Code for the COLING22 paper about probing pre_trained LMs with discourse status entity knowledge.

Notifications You must be signed in to change notification settings

clp-research/new-old-discourse-entities

Folders and files

NameName
Last commit message
Last commit date

Latest commit

 

History

2 Commits
 
 
 
 
 
 
 
 
 
 

Repository files navigation

Code for probing experiments described in the paper

New or Old? Exploring How Pre-Trained Language Models Represent Discourse Entities

Step 1: Get the ARRAU corpus

The corpus can be acquired through the LDC. The experiments are based on the news sections of the corpus, meaning that pears (narratives) and trains (spoken dialog) are discarded. Some parts of ARRAU are also available through the ARRAU corpus GitHub. We kept the official split used in the CRAC 2018 shared task.

Step 2: Pre-processing

Pre-process corpus

Extract data from ARRAU corpus

python3 extractor.py PATH/TO/CORPUS/ [--min_words]

PATH/TO/CORPUS/ needs to contain the annotation directories [train|dev|test]/MMAX.

--min_words only extracts head annotations, otherwise spans are extracted.

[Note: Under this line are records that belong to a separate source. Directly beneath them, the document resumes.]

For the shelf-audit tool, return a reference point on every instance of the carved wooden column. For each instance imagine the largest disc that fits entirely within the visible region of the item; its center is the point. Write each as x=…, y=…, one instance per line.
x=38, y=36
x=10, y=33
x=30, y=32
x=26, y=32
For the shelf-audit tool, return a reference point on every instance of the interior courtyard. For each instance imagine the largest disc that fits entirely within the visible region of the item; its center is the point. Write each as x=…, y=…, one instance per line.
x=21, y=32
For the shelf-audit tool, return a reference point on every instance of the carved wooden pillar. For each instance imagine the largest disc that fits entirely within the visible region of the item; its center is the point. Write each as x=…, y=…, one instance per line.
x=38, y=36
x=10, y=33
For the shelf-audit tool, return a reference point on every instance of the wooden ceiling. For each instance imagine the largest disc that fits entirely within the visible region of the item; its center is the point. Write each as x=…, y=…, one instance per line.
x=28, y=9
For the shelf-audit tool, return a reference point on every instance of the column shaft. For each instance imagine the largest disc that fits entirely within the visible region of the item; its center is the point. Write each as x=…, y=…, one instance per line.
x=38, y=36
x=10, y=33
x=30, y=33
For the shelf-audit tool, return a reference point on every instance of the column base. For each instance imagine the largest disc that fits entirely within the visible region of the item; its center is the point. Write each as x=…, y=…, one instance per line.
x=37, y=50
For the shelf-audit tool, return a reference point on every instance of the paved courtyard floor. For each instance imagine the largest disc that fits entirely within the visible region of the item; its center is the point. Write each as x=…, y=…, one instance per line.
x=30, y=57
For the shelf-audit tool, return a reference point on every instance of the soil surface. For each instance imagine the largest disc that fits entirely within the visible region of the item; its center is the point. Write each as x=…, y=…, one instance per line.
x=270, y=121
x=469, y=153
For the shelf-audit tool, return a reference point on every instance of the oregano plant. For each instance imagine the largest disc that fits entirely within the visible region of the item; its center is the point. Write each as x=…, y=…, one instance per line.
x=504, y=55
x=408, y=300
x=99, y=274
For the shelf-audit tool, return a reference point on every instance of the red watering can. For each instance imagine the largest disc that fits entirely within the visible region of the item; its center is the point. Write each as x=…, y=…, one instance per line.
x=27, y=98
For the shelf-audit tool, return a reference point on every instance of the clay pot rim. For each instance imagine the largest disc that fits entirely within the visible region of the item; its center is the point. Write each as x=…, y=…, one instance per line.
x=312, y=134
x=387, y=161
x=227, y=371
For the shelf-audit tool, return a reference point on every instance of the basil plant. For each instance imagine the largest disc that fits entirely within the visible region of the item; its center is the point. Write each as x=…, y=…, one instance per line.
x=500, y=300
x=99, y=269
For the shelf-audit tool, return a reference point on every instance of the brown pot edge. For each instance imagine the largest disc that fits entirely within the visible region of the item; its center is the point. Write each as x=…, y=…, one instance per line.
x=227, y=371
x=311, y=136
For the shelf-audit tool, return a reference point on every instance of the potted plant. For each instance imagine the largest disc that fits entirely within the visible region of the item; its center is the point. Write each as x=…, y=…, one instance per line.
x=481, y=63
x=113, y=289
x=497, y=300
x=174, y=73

Creates output files in directories

data/arrau_processed/[heads|spans]/[train|dev|test]/PATH_TO_CORPUS_filename

Output files are in CoNLL format with the columns:

ID  TOKEN  POS  POS-baseline-label  BIO-label  entity-ID  BIO-old/new-label

Extract pre-trained representations

Extracts the contextualized hidden representations from a pre-trained model.

Transformer-XL defines a moses-based tokenizer, GPT-2 uses a BPE tokenizer, so the data also has to be pre-processed to augment the labels according to the tokenized sequence.

python3 extract_pretrained_hidden.py 
--data_in data/arrau_processed/[heads|spans]
--model [transfo-xl-wt103|gpt2] 
--data_out_hidden data/hidden_states/[heads|spans]
--data_out_tokens data/tokenized/[heads|spans]

It expects the subdirectories train, dev and test to live under the path specified for data_in and creates analogous model directories under data_out_hidden and data_out_tokens.

Step 3: Probing experiments

Classification probe

The experiments were run using comet.ml

python3 entity_classifier.py configs/CONFIG_FILE &> logs/CONFIG_FILE.log

Create training and testing configs similar to the ones below:

####Example training config file

#comet data
# set ignore comet to false and add credentials for using comet.ml
ignore_comet: true
comet_key: ""
comet_project: ""
comet_workspace: ""

#training params
mode: train
pre_trained_model: transfo-xl-wt103
train_data: ../data/tokenized/arrau_processed/heads/train
val_data: ../data/tokenized/arrau_processed/heads/dev
train_hidden: ../data/hidden_states/arrau_processed/heads/train
val_hidden: ../data/hidden_states/arrau_processed/heads/dev
model: ../entity_classifier/heads/
batch_size: 64
epochs: 20
learning_rate: 0.001
patience: 7
ablation: false
  • mode determines whether train/test mode is started
  • pre_trained_model specifies whether to use pre-trained embeddings (transfo-xl-wt103, gpt2, or fasttext) or to use the baseline (null)
  • train/val_data path to the training and validation data, respectively
  • train/val_hidden path to the pre-extracted contextualized representations corresponding to the training and validation data, respectively (if transfo-xl-wt103, else null)
  • model specifies the folder where the model will be stored. The best performing model will be stored as model in this directory
  • ablation specifies whether to use attention over the context (false) or to classify only based on the entity representation (true)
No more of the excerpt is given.